Rencontre avec Lionel Daudet, auteur du livre Le tour de France exactement (éditions Stock)

Le tour de la France exactement, Lionel Daudet

Éditions Stock, avril 2014

Un pari fou? Lionel Daudet, alpiniste amputé de huit orteils gelés fans la face nord du Cervin, en a tenté d’autres. Mais faire le tour de la France exactement, en suivant pas à pas, au mètre près, le trajet de la frontière et du littoral, quelle belle folie, quelle belle aventure! Parti en août 2011, il rentrera 15 mois plus tard, après avoir arpenté le territoire à pied, à vélo, en kayak, en voilier.

Une aventure qu’il relate dans un magnifique livre : Le tour de la France exactement, ainsi que dans un documentaire passionnant.

Rencontre avec Lionel Daudet : « L’aventure n’est que le reflet d’une vie vivante. »

Quel fut le point de départ de cette aventure?
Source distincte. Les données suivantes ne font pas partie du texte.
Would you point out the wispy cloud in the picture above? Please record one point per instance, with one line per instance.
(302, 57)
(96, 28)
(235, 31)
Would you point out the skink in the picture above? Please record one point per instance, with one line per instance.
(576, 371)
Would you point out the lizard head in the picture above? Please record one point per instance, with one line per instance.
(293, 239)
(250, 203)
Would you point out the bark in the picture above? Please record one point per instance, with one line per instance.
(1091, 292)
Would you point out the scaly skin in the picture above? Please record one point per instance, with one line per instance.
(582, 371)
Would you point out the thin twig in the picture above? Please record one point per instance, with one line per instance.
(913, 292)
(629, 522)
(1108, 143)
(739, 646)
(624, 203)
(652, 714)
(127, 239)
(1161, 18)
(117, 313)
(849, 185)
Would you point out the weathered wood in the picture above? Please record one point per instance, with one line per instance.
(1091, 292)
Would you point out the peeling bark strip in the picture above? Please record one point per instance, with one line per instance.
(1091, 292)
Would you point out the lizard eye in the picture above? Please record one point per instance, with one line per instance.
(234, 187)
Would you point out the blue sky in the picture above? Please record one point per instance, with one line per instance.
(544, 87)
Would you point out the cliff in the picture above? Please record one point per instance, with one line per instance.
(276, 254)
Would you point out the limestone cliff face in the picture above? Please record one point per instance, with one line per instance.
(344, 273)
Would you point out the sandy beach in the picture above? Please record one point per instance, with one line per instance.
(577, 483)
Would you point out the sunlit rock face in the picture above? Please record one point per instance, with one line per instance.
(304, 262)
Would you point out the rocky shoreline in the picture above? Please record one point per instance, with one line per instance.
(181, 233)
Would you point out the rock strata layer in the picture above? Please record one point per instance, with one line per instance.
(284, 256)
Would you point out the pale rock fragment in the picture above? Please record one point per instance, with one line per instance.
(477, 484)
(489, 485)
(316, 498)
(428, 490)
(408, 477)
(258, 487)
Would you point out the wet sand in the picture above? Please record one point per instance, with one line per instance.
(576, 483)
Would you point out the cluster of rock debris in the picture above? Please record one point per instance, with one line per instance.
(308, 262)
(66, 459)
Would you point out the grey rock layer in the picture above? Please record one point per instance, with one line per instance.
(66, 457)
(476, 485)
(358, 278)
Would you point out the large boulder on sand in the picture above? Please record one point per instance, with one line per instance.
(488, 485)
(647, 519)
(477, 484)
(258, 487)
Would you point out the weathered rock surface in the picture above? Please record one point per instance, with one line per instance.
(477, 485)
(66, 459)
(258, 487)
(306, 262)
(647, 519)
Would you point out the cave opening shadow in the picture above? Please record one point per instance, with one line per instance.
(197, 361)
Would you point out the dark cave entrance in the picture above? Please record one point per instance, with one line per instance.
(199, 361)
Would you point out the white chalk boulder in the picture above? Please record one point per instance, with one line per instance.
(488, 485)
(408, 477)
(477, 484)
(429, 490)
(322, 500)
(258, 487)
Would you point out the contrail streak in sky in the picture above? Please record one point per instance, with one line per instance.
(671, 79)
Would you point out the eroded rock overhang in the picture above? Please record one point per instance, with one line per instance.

C’est parti d’une boutade avec une amie : pourquoi ne pas faire le tour de la France en suivant la frontière administrative? Un domaine d’inconnu, où l’aventure, pourtant à notre porte, est bel et bien existante. L’aventure est le fondamental de la vie. On a trop tendance à penser que la vie entre dans un certain cadre. Or non. L’aventure n’est que le reflet d’une vie vivante.

– Comment se passe l’après, quand on a vécu une telle aventure pendant 15 mois?

Il y a toujours le temps du retour vers la vallée et le temps du partage. J’ai joué le rôle social de l’alpiniste qui en grimpant là-haut va prouver l’utilité de l’inutile. En rentrant, j’avais cette chance de pouvoir continuer à surfer sur cette histoire-là, en me consacrant à l’écriture du livre (Le tour de la France exactement, éditions Stock). Pendant le voyage, je me suis fait buvard, j’ai absorbé énormément, ensuite il y a eu le temps de décantation. En livrant cette histoire par écrit, je suis allé à l’essentiel avec l’espoir que cette histoire devienne une source de résonance. Après le livre, la deuxième phase a été le montage du film documentaire et des épisodes réalisés pour la chaine Voyages. Le retour n’a donc pas été une césure totale et brutale.

– Qu’en est-il de la gestion du risque? Comment veiller à ne pas risquer l’accident, en cas de fatigue accumulée notamment?

La montagne reste un milieu dangereux en effet. J’ai vécu un moment borderline quand j’ai reçu la foudre par le bas du dos, laquelle est sortie par le pied. J’ai alors mordu dans cette frontière un peu floue entre la vie et la mort. L’alpinisme évolue sur ces frontières un peu floues d’une vie fragile et d’une mort qui n’est pas très loin. Repousser les limites, c’est mettre un pied dans cette marge qui est floue. Mais juste un pied. Pas les deux. Toute la problématique est d’arriver à avoir suffisamment de clarté intérieure pour que cette ligne floue ne soit pas si floue que cela. C’est un discours facile à tenir dans les propos, mais difficile dans les actes. Déjà, il faut savoir ce pourquoi on part en montagne, quels sont nos moteurs, avoir la flamme et l’envie de faire. Et non y aller pour de mauvaises raisons, à savoir y aller par rapport à l’autre (médias, amis, compagnon, sponsor, …) ce qui peut induire une lucidité moindre, car on ne va plus raisonner uniquement dans l’instant présent. Or il faut garder une prise absolue sur la réalité. Et aussi une capacité de renoncement.

– Qu’est-ce qui vous pousse toujours en avant malgré ces risques ?

Ce qui me fait continuer dans l’alpinisme, même si mon carnet d’adresses se transforme parfois en cimetière, et ce n’est pas morbide de dire ca, c’est le sentiment que les gens que j’ai croisés et qui sont dans l’alpinisme de pointe, sont des gens qui croquent la vie et sont vraiment dans une vie vivante. Même s’ils périssent dans un accident, ces gens ont été des comètes qui ont brillé très fort pendant leur passage et qui continuent à briller au delà de leur mort, là où des gens qui vivent longtemps n’auront parfois rien fait briller dans leur passage sur terre.

– Quelle sera votre prochaine expédition?

Ce seront des expéditions mer/montagne avec des marins. Quand on part en voilier dans le grand sud ou dans le grand nord, on rouvre des champs d’exploration étonnants, où on retrouve l’esprit des pionniers, car peu de gens ont abordé des montagnes depuis la mer. En février 2015, je vais partir en Islande à partir de la Bretagne, pour affronter la cascade de glace. Puis l’été 2015, nous irons sur le Groenland est, qui est la partie la moins habitée du Groenland.